Friday, April 24, 2009

Spring peeper frogs (Pseudacris crucifer)

Frogwatch is a volunteer frog monitoring program where people watch for and report frog activity. Their site has a plethora of information on how and why to do so, including this scary stuff:

"Around the world amphibians are declining. This is occurring in pristine wilderness areas as well as severely modified suburban wetlands. It is unlikely that there is only one global cause of this decline, rather amphibians are being affected by a variety of causes, including increased UV radiation and chemical pollutants. Some species, such as the Golden Toad of Costa Rica and possibly as many as seven species from Australia are now extinct. The loss of the Golden Toad is particularly sobering as it became extinct despite the fact that its habitat was protected in a large nature reserve.

No Canadian species have become extinct, but the Northern Cricket Frog, which was limited to extreme southwestern Ontario, has not been seen in Canada in over a decade. The disappearance of species at the edge of their ranges is troubling, but even more disturbing is the collapse of a species across much of its range.

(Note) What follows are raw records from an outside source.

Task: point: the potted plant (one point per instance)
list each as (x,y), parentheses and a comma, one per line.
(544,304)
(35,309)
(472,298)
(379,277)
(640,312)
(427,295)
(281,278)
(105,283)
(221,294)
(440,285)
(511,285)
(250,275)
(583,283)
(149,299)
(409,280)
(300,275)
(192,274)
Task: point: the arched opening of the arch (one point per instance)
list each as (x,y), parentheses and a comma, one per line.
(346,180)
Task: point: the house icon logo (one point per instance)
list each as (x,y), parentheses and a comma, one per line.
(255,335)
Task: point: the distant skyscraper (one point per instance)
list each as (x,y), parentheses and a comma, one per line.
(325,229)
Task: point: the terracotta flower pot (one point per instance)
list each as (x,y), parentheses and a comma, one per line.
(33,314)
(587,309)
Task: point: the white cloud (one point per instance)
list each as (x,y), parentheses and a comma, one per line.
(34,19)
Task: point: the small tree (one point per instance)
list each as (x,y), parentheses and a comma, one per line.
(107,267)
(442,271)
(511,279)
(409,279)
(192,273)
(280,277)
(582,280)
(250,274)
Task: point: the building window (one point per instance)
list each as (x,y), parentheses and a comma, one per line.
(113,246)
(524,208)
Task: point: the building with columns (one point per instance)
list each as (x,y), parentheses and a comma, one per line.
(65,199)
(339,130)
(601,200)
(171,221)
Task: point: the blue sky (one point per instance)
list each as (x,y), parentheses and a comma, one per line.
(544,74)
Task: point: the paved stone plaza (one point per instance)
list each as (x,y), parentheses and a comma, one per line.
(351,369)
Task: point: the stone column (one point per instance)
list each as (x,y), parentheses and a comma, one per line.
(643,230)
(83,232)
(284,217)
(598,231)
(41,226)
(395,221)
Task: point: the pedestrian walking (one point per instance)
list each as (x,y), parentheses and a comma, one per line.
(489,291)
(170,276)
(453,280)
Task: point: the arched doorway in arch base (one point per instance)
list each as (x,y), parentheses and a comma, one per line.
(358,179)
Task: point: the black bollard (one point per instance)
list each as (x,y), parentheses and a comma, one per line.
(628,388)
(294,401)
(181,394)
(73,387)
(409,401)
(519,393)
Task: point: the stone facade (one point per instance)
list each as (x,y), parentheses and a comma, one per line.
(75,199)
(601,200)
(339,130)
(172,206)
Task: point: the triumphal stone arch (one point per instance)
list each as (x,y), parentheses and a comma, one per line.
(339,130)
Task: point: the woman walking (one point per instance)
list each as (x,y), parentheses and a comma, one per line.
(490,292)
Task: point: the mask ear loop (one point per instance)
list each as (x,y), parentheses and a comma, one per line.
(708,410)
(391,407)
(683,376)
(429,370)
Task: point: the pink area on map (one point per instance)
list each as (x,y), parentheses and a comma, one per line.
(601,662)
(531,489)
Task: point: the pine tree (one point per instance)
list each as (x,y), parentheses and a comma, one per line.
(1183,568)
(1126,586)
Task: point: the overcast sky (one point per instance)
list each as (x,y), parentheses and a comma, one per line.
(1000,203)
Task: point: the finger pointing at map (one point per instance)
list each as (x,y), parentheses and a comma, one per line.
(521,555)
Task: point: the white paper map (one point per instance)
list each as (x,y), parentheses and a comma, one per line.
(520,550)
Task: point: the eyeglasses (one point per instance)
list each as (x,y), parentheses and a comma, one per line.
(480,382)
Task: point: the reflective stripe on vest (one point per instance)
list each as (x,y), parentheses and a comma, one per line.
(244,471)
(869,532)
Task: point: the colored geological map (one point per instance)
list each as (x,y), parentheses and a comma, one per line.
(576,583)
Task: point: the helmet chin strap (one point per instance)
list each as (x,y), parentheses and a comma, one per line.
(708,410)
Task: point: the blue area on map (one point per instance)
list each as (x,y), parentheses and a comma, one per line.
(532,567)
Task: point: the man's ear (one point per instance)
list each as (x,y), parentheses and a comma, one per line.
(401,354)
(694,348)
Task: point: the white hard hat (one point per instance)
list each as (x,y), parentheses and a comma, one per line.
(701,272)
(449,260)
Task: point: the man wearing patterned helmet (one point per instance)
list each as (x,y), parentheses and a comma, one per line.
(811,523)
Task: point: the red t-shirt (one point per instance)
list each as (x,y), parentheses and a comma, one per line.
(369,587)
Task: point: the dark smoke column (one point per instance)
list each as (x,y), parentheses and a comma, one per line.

The Northern Leopard Frog was once one of the most common frogs in western Canada, yet in the late 1970s it vanished from much of its range. Dead frogs were found in some areas in Manitoba, but in other provinces the disappearance went virtually unnoticed. Today, the Northern Leopard Frog is considered endangered in both British Columbia and Alberta.

Possibly even more threatening than the introduction of exotic animals is the spread of foreign microorganisms. Scientists have recently discovered one or more fungi that are responsible for mass die-offs of frogs in both the rainforests of Panama and Australia. It appears that the fungi that caused the die-offs were not native to these sites but have been introduced. For some reason the fungi became infectious parasites that ultimately killed their hosts. It remains unclear whether the frog populations were healthy before the fungal infection, or whether there is another factor to explain the frogs' susceptibility to the infection."